Now let’s try to explore the classification model using the k-Nearest Neighbor algorithm. In the k-Nearest Neighbor algorithm, we need to perform one more step of data pre-processing. For both our train and test set, drop the categorical variable from each data except our target variable. Separate the predictor and target from our train and test set.

# data train predictor
train_x <-  heart_train %>% 
            select_if(is.numeric)

# data train target
train_y <- heart_train %>% 
            select(target)

# data test predictor
test_x <-  heart_test %>% 
          select_if(is.numeric) %>% 
          select(-c(pred_log))

# data test target
test_y <- heart_test %>% 
          select(target)

Model Fitting

The distance calculation for KNN is heavily dependent upon the measurement scale of the input features. Any variable that has an extremely different range of values from the other variable can potentially cause problems for our classifier. So let’s apply normalization techniques to rescale the features to a standard range of values.

To normalize the features in train_x, we will use scale() function. Meanwhile, for the testing data, we will normalize each features using the attributes center and scale obtained from the train_x data.

# scaling
train_x <- scale(train_x)
test_x <- scale(test_x,
                center = attr(train_x, "scaled:center"), 
                scale = attr(train_x, "scaled:scale")) 
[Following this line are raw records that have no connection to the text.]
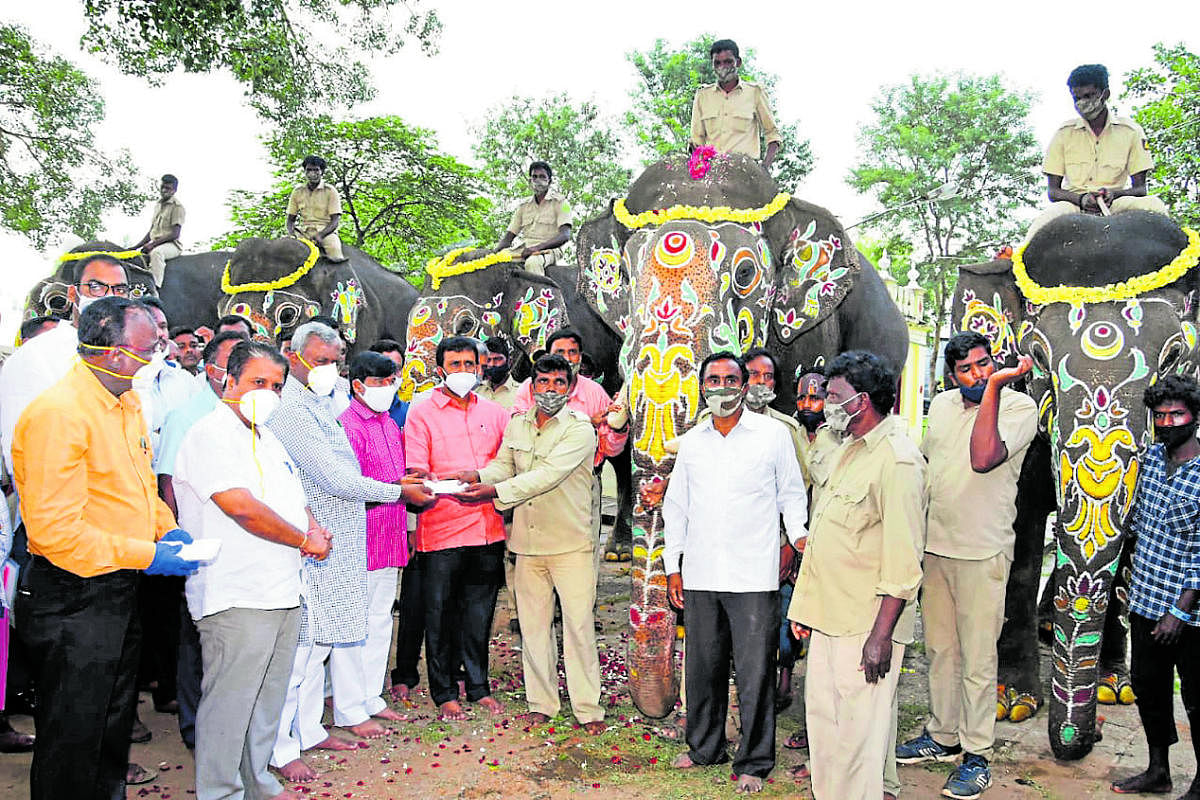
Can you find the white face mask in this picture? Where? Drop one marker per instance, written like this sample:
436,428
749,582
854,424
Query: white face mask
461,383
378,398
322,379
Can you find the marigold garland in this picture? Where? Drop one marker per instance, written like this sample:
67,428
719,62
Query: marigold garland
444,266
702,212
1128,289
270,286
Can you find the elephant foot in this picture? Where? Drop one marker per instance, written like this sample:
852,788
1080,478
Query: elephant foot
1115,689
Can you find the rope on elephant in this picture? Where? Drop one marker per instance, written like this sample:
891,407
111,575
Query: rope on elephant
444,266
1134,287
119,254
270,286
701,212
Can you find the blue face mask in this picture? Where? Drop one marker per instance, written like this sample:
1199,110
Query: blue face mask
973,394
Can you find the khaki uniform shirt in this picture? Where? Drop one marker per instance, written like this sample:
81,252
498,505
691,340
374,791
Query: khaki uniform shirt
505,394
1089,163
733,121
971,513
537,222
867,536
546,475
166,216
313,208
After normalizing our data, we need to find the right K to use for our kNN model. Method that we can use to choose the number of k is square root by number of row.

# number of k
sqrt(nrow(train_x))
## [1] 15.55635

Using k value we have calculated before, we will try to predict test_y using train_x and target variable from train_y dataset using knn() function.

# predict
heart_pred <- knn(train = train_x, 
                 test = test_x,
                 cl = train_y$target, 
                 k = 15)
head(heart_pred)
## [1] yes yes no  yes yes no 
## Levels: no yes

Model Evaluation

In this section, we will try to validate whether or not our model did an excellent job of predicting unseen data. We will try to make a confusion matrix from the KNN prediction result based on the actual label from target in test_y dataset and the predicted label heart_pred and use the positive class as “1”.

# Model Evaluation 
confusionMatrix(data = heart_pred,
                reference = test_y$target,
                positive = "yes")
## Confusion Matrix and Statistics
## 
##           Reference
## Prediction no yes
##        no  15   7
##        yes 11  28
##                                           
##                Accuracy : 0.7049          
##                  95% CI : (0.5743, 0.8148)
##     No Information Rate : 0.5738          
##     P-Value [Acc > NIR] : 0.02452         
##                                           
##                   Kappa : 0.3845          
##                                           
##  Mcnemar's Test P-Value : 0.47950         
##                                           
##             Sensitivity : 0.8000          
##             Specificity : 0.5769          
##          Pos Pred Value : 0.7179          
##          Neg Pred Value : 0.6818          
##              Prevalence : 0.5738          
##          Detection Rate : 0.4590          
##    Detection Prevalence : 0.6393          
##       Balanced Accuracy : 0.6885          
##                                           
##        'Positive' Class : yes             
## 

Observe from the confusion matrix that:

  • Out of 35 actual “yes”, we classified 28 of them correctly.
  • Out of 26 actual “no”, we classified 15 of them correctly.
  • Out of 61 cases of heart disease in our data test, we classified 43 of them correctly.
  • The accuracy is 70.49%
  • The sensitivity or recall is 80%
  • The pos pred value or precision is 71.79%

Conclusion

If we see from the perspective of the doctors. We will try to minimize cases that we failed to predict. For example, there is a patient that has heart disease, but we failed to predict it, so the disease will worsen. So, We will focus on higher the recall value to lower the precision value. As we can see from both model confusion matrix, logistic regression has a bigger sensitivity. So, logistic regression will be the best model in this project that can predict heart disease.